I just now got out of a three-and-a-half-hour rehearsal for the concert I’m presenting next week, of my Open Instrumentation Ensemble at Bard. December 14 at 7:30 in Bard Hall, we’ll be presenting the following marathon program:
Philip Glass: Music in Fifths
Willy Berliner: Persistence of Vision*
Samuel Vriezen: The Weather Riots
Frederic Rzewski: Attica
Brian Baumbusch: Cyclical Counterpoint with Sangse*
Rzewski: Les Moutons de Panurge
Julius Eastman: Gay Guerrilla
Jonathan Nocera: Blues for Julius Eastman*
Rhys Chatham: Guitar Trio
Terry Riley: In C
The pieces with asterisks are by Bard students, written for the ensemble.
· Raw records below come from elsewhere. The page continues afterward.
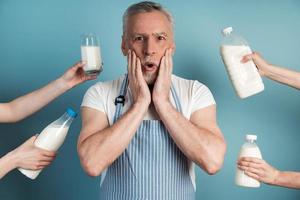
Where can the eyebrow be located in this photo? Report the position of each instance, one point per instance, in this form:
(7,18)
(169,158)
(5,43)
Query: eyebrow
(155,34)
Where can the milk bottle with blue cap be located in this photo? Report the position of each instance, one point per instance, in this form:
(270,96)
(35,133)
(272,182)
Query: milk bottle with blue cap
(249,149)
(244,76)
(52,137)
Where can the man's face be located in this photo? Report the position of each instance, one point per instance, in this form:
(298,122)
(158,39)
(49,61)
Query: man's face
(148,35)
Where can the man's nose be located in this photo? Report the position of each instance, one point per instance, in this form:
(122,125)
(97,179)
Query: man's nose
(149,48)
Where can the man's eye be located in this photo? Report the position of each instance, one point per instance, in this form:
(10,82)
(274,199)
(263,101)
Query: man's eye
(138,38)
(161,38)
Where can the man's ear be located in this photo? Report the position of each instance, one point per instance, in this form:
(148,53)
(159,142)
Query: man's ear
(123,46)
(173,47)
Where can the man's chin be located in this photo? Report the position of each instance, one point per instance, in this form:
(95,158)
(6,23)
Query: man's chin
(150,78)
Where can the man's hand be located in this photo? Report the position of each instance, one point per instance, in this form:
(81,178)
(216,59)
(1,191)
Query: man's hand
(75,75)
(137,84)
(258,169)
(162,85)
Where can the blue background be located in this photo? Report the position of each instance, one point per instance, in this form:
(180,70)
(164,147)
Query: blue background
(40,39)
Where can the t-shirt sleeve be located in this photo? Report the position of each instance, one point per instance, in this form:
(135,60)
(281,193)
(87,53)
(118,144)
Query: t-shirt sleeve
(201,97)
(94,98)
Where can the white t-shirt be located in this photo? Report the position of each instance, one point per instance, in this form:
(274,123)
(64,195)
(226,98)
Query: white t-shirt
(192,95)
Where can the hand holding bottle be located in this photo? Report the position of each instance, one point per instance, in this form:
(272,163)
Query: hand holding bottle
(28,156)
(258,169)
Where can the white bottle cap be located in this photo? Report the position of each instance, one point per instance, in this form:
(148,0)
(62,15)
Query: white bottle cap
(227,31)
(251,137)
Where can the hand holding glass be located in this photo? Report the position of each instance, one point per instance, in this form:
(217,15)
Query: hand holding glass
(91,54)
The historical highlight is Eastman’s Gay Guerrilla, which is scored for multiples of any instrument; he always performed it with pianos, and we’re giving what is, as far as I know, the world premiere of an electric guitar version. The students love the piece (you’ll note one of them wrote a piece dedicated to Julius), and they did a dynamite job of playing it tonight. When they started echoing the hymn “A Mighty Fortress Is Our God” back and forth, which Julius subverted as a gay manifesto, it was a goosebump moment, and I suddenly felt his sardonic spirit fill the room. To be an audience of one at such a performance (since the other players had gone home) was a humbling privilege. I hadn’t directed an ensemble since 1976 – the year I gave the Dallas premieres of some pieces by Reich, Glass, and Riley at Carruth Auditorium at SMU – and I have little experience to remind me how fulfilling it is.
I’m also very proud that these students will graduate free from the academic fallacy that a score must be a complete and detailed reflection of a predetermined sonic image; that they’ll always know that compelling music can be made with repeat signs, gradual processes, and considerable performer latitude, and that it can be a real blast to try out the same music with a variety of different instrumentations, and with diverse dynamic shadings. The student pieces allow lots of performer decisions, and the composers have had fun experimenting with different rules and combinations in rehearsal – so utterly different from the classical experience in which they’re expected to notate every nuance for professional players who will execute their notation with computer-like precision. The students’ enthusiasm and dedication have astonished me, and made me proud that I have this important Downtown repertoire, and attitude, to pass on to them.